Saturday, July 9, 2011

For transit geeks only...

My mother often told me about trips she would make as a child from her home in Humboldt Park to the Loop on an L line that ran somewhere in the vicinity of North Avenue. Now I knew that area like the back of my hand and for the longest time I thought she was mistaken, there was absolutely no trace of an L line anywhere near North Avenue. Even in a couple of books I had devoted to the L there was no mention of such a line. Surely she must have meant the same Logan Square line that I took so many times in my childhood.

It wasn't until years later when the internet came along that I leaned that she was not mistaken at all, there was indeed at one time an elevated line that ran parallel to North Avenue, above an alley just to the north of the street. It was called the Humboldt Park Line.

Sure enough, on closer inspection, I discovered that all of the buildings on the north side of that alley from Damen Avenue to the west, had been constructed within the last fifty years or so, after the demolition of the line, and that where there was no recent construction, the alley was wide enough to accommodate an L structure.

The Humboldt Park Line was a branch of the Logan Square Line, today's Blue Line. It broke off from the main line just north of the Damen Avenue stop, then continued about two miles west to Lawndale Avenue. The line was originally intended to go all the way to the city limits at Harlem Avenue, some four miles beyond Lawndale, but economic conditions were never right for the extension. Had the line extended only a few blocks more, to Pulaski Avenue, its fate may have been different as it would have generated greater ridership from passengers headed to and from a burgeoning business district.
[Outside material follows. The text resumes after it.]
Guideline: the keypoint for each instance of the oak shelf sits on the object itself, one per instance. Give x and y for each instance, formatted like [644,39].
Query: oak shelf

It was not meant to be however as the line never made the crossing over the already existing Milwaukee Road tracks just west of Lawndale. The line's location steps from the North Avenue streetcar line didn't help either as the greater frequency of the streetcars made them more attractive to riders than the more infrequent trains. If you're interested in more facts about the Humboldt Park Line as I know you are, click on this link to the ultimate L geek site, Chicago "L".org. It gives a fascinating account about the CTA's plans for the discontinuation of the line by intentionally running it into the ground.

Here is an interesting article (please keep in mind the title of this post), from a site called Forgotten Chicago, that gives a detailed look at what remains of seven defunct Chicago El lines. All of the lines were abandoned and demolished in the 1950s, a decade after the Chicago Transit Authority was established to consolidate Chicago's public transportation system. Today for the most part there is, as is the case with the Humboldt Park Line, scant evidence remaining that they ever existed at all. The article is a nice mix of history and urban archeology, documenting some of the few artifacts that remain, including the curious bridge with both approaches removed that once served the Logan Square Line before the construction of the subway. It also contains several wonderful historic photographs of those long gone rapid transit lines.

A little more on the history of those defunct lines and the rest of Chicago transit is coming up, geeks stay tuned...

2 comments:

Pete said...

I still marvel at Nelson Algren inventing a fictional Division Street line in The Man With the Golden Arm.

jamesiska said...

He no doubt transposed the Humboldt Park line four blocks south, and enhanced its ambiance by placing it over a street rather than an alley.